Ringfort (Rath), Brickendown, Co. Tipperary
Co. Tipperary |
Ringforts
A few dozen metres from another of its kind, this ringfort at Brickendown sits quietly in improved pasture on a gentle east-facing slope, its circular outline only partly legible to the eye.
What makes it quietly odd is not any single feature but the combination of partial survival and active modification: the earthen bank that once defined the enclosure is visible in places to the south-west, north-east, and south-east, but elsewhere it has disappeared entirely under dense vegetation. A ringfort, sometimes called a rath, is an enclosed farmstead of early medieval Ireland, typically circular, bounded by one or more earthen banks and ditches, and almost certainly the most common archaeological monument type in the Irish landscape.
The enclosure measures roughly 26 metres north to south and 24 metres east to west, a modest but typical domestic scale.

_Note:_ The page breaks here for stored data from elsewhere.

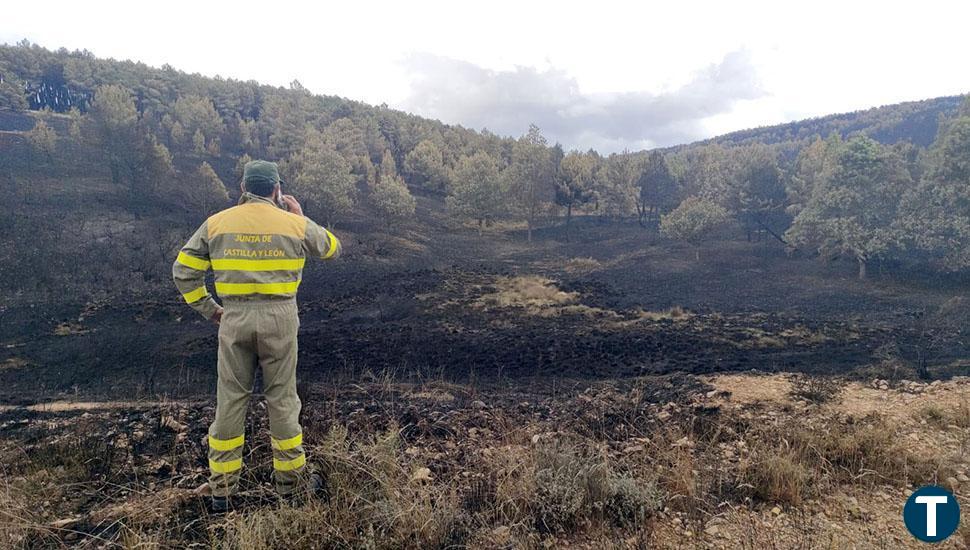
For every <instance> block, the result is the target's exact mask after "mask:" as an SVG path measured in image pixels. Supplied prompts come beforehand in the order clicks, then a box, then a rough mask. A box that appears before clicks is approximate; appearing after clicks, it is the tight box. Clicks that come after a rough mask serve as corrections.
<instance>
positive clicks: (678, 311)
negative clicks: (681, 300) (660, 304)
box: [637, 306, 694, 321]
mask: <svg viewBox="0 0 970 550" xmlns="http://www.w3.org/2000/svg"><path fill="white" fill-rule="evenodd" d="M693 316H694V314H692V313H690V312H689V311H687V310H686V309H684V308H682V307H680V306H673V307H670V308H667V309H665V310H662V311H644V310H640V311H638V312H637V318H638V319H639V320H646V321H682V320H686V319H690V318H691V317H693Z"/></svg>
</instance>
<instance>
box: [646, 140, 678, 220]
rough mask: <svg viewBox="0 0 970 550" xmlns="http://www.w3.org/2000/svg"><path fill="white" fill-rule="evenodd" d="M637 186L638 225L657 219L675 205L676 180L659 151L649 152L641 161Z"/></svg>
mask: <svg viewBox="0 0 970 550" xmlns="http://www.w3.org/2000/svg"><path fill="white" fill-rule="evenodd" d="M637 187H639V190H640V193H639V200H638V201H637V213H638V214H639V217H640V225H645V223H646V222H647V221H654V220H658V219H659V218H660V215H661V214H663V213H665V212H668V211H670V209H672V208H673V207H674V206H676V205H677V180H676V179H675V178H674V176H673V174H672V173H671V172H670V166H669V165H668V164H667V159H666V158H665V157H664V155H663V153H661V152H660V151H653V152H651V153H650V156H649V157H647V160H646V161H645V162H644V163H643V167H642V169H641V171H640V176H639V178H638V179H637Z"/></svg>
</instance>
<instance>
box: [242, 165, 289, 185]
mask: <svg viewBox="0 0 970 550" xmlns="http://www.w3.org/2000/svg"><path fill="white" fill-rule="evenodd" d="M243 181H244V182H246V185H249V184H250V183H269V184H272V185H276V184H277V183H279V182H280V172H279V169H278V168H277V167H276V163H275V162H269V161H266V160H251V161H249V162H247V163H246V166H245V167H244V168H243Z"/></svg>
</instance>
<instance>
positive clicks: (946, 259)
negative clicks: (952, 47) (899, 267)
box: [899, 102, 970, 271]
mask: <svg viewBox="0 0 970 550" xmlns="http://www.w3.org/2000/svg"><path fill="white" fill-rule="evenodd" d="M968 105H970V102H968ZM931 151H932V152H931V157H930V158H931V160H930V164H931V165H930V167H929V171H928V173H927V174H926V176H925V177H924V178H923V179H922V181H920V183H919V185H917V186H916V188H914V189H913V190H911V191H909V192H907V193H906V194H905V195H904V197H903V199H902V204H901V205H900V216H899V228H900V230H901V231H902V232H903V234H904V235H905V237H906V240H907V242H908V243H910V245H911V246H912V247H913V248H915V249H916V250H917V251H918V252H920V253H921V254H923V255H925V256H926V257H927V258H928V259H930V260H931V261H933V262H935V263H936V264H937V265H938V266H939V267H941V268H942V269H944V270H946V271H959V270H962V269H967V268H970V113H967V114H966V115H964V116H960V117H958V118H957V119H956V120H954V121H952V122H950V123H949V124H947V125H946V126H945V127H944V129H943V132H941V134H940V135H939V136H938V137H937V140H936V142H935V143H934V144H933V147H932V149H931Z"/></svg>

The bank, where it survives, has an overall width of around five and a half metres and stands just under a metre and a half in external height. A possible entrance gap of about four and a half metres opens at the south, with a separate breach in the bank to the east. The surrounding fosse, the external ditch that accompanies the bank, runs roughly north-east to south-west but has been altered: at its north-eastern end it has been deepened for agricultural drainage, a modification that has effectively truncated the original ditch to the west and north. This kind of pragmatic reshaping of ancient earthworks for farmland management is not unusual, but it does mean that the monument's original form is now only partially recoverable. The interior slopes gently to the south and has been planted with young oak saplings, giving it an odd, purposeful quality quite different from the rough grazing that surrounds it.
A second ringfort lies approximately 28 metres to the east-south-east, close enough that the two enclosures may once have formed part of the same agricultural or social landscape, though what that relationship looked like in practice is not recorded. The vegetation covering much of the bank means the earthwork reads better from certain angles than others, and the drainage works to the north-east are the most visibly intrusive element on the ground.